Cyclooxygenase-2 is an enzyme that catalyzes the transformation of arachidonic acid into several bioactive substances, known as prostaglandins. [16, 17]. Increased expression of COX-2 has been associated with neurotoxicity in acute insults to the nervous system, such as hypoxia, ischemia and seizures [16]. However, strong evidence suggests that COX-2 also exerts essential physiological neuronal functions, being constitutively expressed in some organs such as kidneys, testicles and brain.
In rat brains, physiological expression of COX-2 occurs in neuronal cells; in contrast, in the inflammatory response, COX-2 expression occurs mainly in astrocytes and microglia [17]. It is possible that COX-2 expression in the hippocampus plays an important role in acquisition and processing of spatial memory [18].
Qualitative evaluation demonstrated a large percentage of labeled cells in the THOT group compared to the other groups, both in the corpus callosum and in the germinal matrix.
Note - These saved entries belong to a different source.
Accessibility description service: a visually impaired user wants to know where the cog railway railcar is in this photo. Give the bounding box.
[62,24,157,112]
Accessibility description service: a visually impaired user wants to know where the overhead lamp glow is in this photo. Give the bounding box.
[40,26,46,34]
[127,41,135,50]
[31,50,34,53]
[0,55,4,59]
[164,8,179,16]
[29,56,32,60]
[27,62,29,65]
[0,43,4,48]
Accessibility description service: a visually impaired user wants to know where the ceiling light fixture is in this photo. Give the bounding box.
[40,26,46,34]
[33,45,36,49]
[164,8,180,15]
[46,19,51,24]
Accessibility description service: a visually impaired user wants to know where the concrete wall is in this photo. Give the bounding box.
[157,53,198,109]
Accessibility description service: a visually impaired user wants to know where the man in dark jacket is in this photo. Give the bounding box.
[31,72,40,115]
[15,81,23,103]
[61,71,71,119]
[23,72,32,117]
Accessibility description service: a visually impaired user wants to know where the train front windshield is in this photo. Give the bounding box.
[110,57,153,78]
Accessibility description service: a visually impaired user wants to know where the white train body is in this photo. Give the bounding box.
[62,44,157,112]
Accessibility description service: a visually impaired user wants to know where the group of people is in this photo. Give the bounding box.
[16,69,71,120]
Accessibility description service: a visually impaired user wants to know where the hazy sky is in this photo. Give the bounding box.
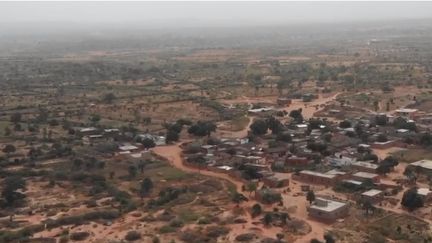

We can infer from these results that the inflammatory response in these regions was greater in this group.
In the cerebral cortex, the THOT group showed great variation in the percentage of COX-2 immunoexpression, demonstrating a high percentage of labeled cells in the CTX_F, but a low percentage in the CTX_D.
In the analysis of the hippocampal subareas, the THOT group showed a much lower percentage of labeled cells in CA3 and dentate gyrus. The lower percentage of marked cells in the THOT group may justify the worse performance of these animals in Morris water maze test.
In the other regions, the percentage of cells with immunostaining for COX-2 was very similar, which may reflect a lower degree of damage in these areas of the hippocampus.
To evaluate the effects of hydrocephalus on the neuronal cell population, Neu-N immunostaining was used. Evaluation of the cerebral cortex showed a greater number of neuronal cells in the THOT group in relation to the other groups, both in CTX_F and in CTX_D. However, when analyzing the percentages of labeled cells, the differences were less evident. The increase in the population of neuronal cells may reflect an attempt to increase cell proliferation in response to the insults caused by both hydrocephalus and the established treatments.
In the hippocampal subareas, the density of neuronal cells was also higher in the THOT group. Despite the apparent lesser severity of the injury caused by hydrocephalus in the hippocampal region, the same mechanisms that justify the greater cell density in the THOT group can be applied to this region.